Sand/Dune:  As skinny as possible upfront with as little friction as possible, while running bulky tires in the back.  Your front tires are intended to cut through the sand while the rear tires use their size and paddle design to gain traction.

Mud: There are multiple theories here.  We will look at two, but it’s important to note that both would agree that staggered mud tires offer no benefit and only add additional strain to the machine.  One theory is ‘the wider the better’. The other, newer school of thought is tall and skinny – they cut through the mud providing ultimate ground clearance. If you look at the lineup of most mud machines and tire sales – it’s 4 matching sets of nothing wider than 7” and as tall as you can stuff under a machine. When it comes to mud riding though, there are different standards of mud. Every mud rider has a different definition of what mud is.

Rock Crawlers: These riders don’t need much when it comes to staggered tires.  For them, the contact patch is everything. You’ll see these riders opt for 4 mega wide tires with as soft a compound as possible (unless you ride sharp rocks – then go for a medium to hard compound).

Trail Blazer: Most of us would fall into this category.  We’re the ones who rack up the miles on all different types of terrain.  We’re not pushing our machines to the same limits as the extreme riders.
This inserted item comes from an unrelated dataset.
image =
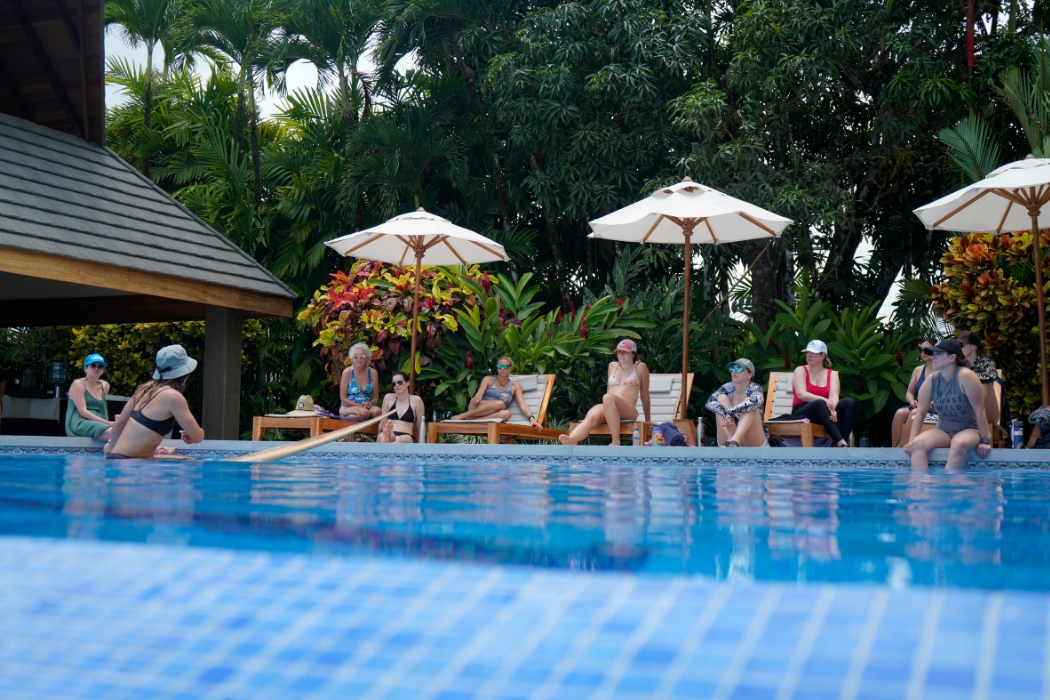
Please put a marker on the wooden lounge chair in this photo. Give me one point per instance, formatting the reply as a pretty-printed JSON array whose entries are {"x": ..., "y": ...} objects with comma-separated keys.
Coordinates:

It’s completely up to us what we run – we can run staggered or same size tires all the way around, depending on our preferences.

Got it all Figured?

There’s a lot of info to consider when looking to replace or upgrade your tires.  It can be overwhelming if you don’t know exactly what you want.

What we would recommend is, first understand what kind of riding you are looking to do. Does your machine have power steering? From there, research the different kinds of tires on the market, and look to see if a staggered size would work better for your riding conditions. 

If you need help making an informed decision or want more information regarding tires, please feel free to contact us. We’ve got the knowledge and expertise to guide you in your decision making, and we’re number one in customer service to boot. Check out our huge selection of tires for all riders and terrains.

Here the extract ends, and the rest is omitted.